TA coding 101
This document is intended as a reference for our shared coding work. It's an attempt to balance the need for consistency and standardization with individual styles and ownership.
This is not exactly a traditional 'coding standards' document: things like where to put your commas are really a problem for machines, not people. See Coding Standards below for details, but keep in mind that formatting is the least interesting part of the problem set.
It's also not about rules like use this language feature, or use this paradigm. There are some rules of thumb here, but this doc is not a code cookbook. It is intended to help us collectively think about how our work and our code fits together.
The first and most important principle for our code is to know what kind of code it's supposed to be.
Not every line of code demands the same level of scrutiny. A simple user facing tool isn't the same thing as a piece of library code that will be run thousands of times. Runtime Unreal code is not the same thing as an artist tool.
Broadly speaking we write four different kinds of code, and the thought process behind each one is a bit different. Knowing what kind of code we are writing, and where it fits into the hierarchy, is important for helping us know how to structure our work.
Starting from the most deep and deliberate and moving up towards user facing code which needs to be responsive to user feedback, the four big types of code are:
This is code that runs in a game, or in another environment where milliseconds actually count.
This kind of code needs to be carefully vetted for memory usage and performance. Ideally it also needs to be evolved in cooperation with the engineering team. This is high-stakes code that should be planned and tested accordingly.
When working on runtime code, we need to be sure to:
- Get code reviews from inside and outside the team
- Stay in touch with engineering to make sure that our code complements theirs
- Use profiling data to make sure you're optimizing the right things
- Make sure we understand the memory costs of our work
This is code that's intended to solve a general problem in a repeatable way. It could be a library for reading and writing a particular file type, or a system for adding metadata to an import pipeline. Out-of-house examples would be something like the
xmltree module or
django, which will be specialized by other users to solve concrete problems.

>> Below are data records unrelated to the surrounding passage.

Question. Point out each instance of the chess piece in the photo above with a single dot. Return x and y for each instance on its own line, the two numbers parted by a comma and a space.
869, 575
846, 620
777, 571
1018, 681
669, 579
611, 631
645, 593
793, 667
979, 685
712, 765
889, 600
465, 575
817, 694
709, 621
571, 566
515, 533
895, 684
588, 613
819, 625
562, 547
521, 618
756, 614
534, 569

Framework code is more general and high level than other kinds of code library. A framework generally has an opinion about how a particular problem should be handled: it will influence the style of code that users write. Therefore, frameworks have to have strong, clear, and consistent APIs so that users can get value from them instead of fighting against them.
Famework code needs to:
- Be well reviewed to get buy-in
- Be carefully designed. This kind of code gets reused in many places and needs to be solid.
- Have high test coverage. Because framework code is heavily reused, we need tests to ensure that it doesn't cause bugs as it evolves.
- Do a small number of things extremely well.
- Provide a clear, well documented interface.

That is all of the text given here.